That evening Miss Gray, charming in a soft lavender georgette dress, which her clever fingers had made and remade, wondered why her four young charges were so glum. There was nothing in the world she loved so much as a symphony orchestra. She sat back in her chair, close to the edge of the box, with a happy sigh, and studied her program. Everything that she liked best, Chopin, Saint-Saëns, and Wagner—Siegfried's Death. Gyp, eyeing her chaperon's happy anticipation, indulged in a whispered regret.

"Doesn't she look pretty to-night? If that horrible creature only hadn't been——" The setting would have been so perfect for the dénouement. She sprawled back, resignedly, in her chair, smothering a yawn. A flutter of applause marked the coming in of the orchestra. There was the usual scraping of chairs and whining of strings. Then suddenly Miss Gray leaned out over the box-rail, exclaiming incoherently, her hands clasping and unclasping in a wild, helpless way.

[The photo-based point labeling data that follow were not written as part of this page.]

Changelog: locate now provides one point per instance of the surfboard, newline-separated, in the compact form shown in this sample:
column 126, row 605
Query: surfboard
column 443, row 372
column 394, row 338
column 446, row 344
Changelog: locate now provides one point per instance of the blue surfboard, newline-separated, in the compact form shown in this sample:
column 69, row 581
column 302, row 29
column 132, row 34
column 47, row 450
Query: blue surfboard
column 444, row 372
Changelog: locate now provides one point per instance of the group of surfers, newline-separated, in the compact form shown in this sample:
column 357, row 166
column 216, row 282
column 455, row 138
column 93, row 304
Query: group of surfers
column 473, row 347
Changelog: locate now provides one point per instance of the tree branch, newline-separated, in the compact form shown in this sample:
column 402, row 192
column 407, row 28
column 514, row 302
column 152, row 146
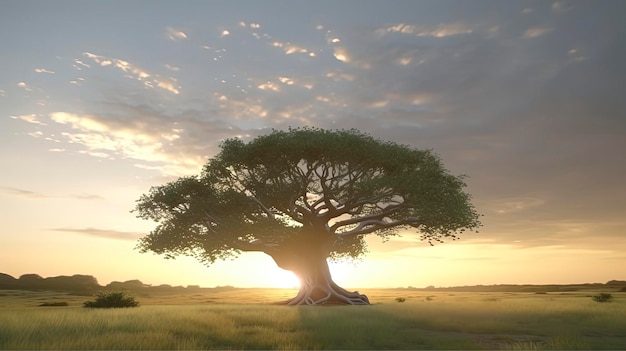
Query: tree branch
column 370, row 226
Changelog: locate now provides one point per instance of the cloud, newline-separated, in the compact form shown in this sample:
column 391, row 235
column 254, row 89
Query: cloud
column 536, row 32
column 31, row 118
column 441, row 31
column 135, row 72
column 24, row 86
column 172, row 67
column 43, row 70
column 38, row 195
column 290, row 49
column 102, row 233
column 175, row 34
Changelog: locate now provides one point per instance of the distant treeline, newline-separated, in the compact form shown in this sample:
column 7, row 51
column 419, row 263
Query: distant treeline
column 84, row 284
column 617, row 285
column 87, row 284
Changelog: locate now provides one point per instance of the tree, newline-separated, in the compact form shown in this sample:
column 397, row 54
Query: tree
column 302, row 196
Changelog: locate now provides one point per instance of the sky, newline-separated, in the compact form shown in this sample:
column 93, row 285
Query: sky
column 100, row 100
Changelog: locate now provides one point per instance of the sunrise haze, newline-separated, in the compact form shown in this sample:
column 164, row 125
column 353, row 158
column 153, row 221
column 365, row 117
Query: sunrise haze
column 99, row 101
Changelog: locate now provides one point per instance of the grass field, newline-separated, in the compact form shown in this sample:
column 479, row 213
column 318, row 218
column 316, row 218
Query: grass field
column 248, row 319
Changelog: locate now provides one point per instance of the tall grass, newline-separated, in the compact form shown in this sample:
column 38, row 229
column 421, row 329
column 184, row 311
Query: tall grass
column 445, row 321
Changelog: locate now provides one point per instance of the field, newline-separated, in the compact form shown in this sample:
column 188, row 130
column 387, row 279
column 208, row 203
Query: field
column 248, row 319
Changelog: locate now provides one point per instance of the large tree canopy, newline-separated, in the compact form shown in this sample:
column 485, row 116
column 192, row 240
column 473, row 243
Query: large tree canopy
column 302, row 196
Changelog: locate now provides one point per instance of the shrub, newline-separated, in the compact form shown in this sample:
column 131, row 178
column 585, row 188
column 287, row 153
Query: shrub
column 112, row 299
column 53, row 304
column 603, row 297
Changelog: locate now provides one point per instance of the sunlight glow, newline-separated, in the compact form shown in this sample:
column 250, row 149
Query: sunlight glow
column 284, row 279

An opening crash of the cymbals covered her confusion. The four girls were staring at her, round-eyed. They had not believed Miss Gray capable of such agitation! What ever had happened——

"An old friend," she whispered, her face alternately paling and flushing. "A very dear—old—friend! The—the third—violin——" She leaned weakly against the box-rail. The girls looked down at the orchestra. There—under the leader's arm—sat the third violinist—and a white streak ran from his forehead straight back through his coal black hair!

As though an electric shock flashed through them the four girls straightened and stiffened. A glance, charged with meaning, passed from one to another. Gyp, remembering the moment of confidence between her and Miss Gray, slipped her hand into Miss Gray's and squeezed it encouragingly.

Not one of them heard a note of the wonderful music; each was steadying herself for that moment when the program should end. Their box was very near the little door that led behind the stage. Gyp almost pushed Miss Gray toward it.

"Of course you're going to see him! Hurry. You look so nice——" Gyp was so excited that she did not know quite what she was saying. "Oh—hurry! You may never see him again."

Then they, precipitously and on tiptoe, followed little Miss Gray. Though it did not happen as each in her romantic soul had planned, it was none the less satisfying! In a chilly, bare anteroom off the stage, at a queer sound behind him resembling in a small way his name, the third violinist turned from the job of putting his violin into its box.

"Milly," he cried, his face flaming red with a pleased surprise.

"George——" Miss Gray held back, twisting her fingers in a helpless flutter. "I—I thought—when you sent—the—flowers—and the verses—that maybe, you—you still cared!"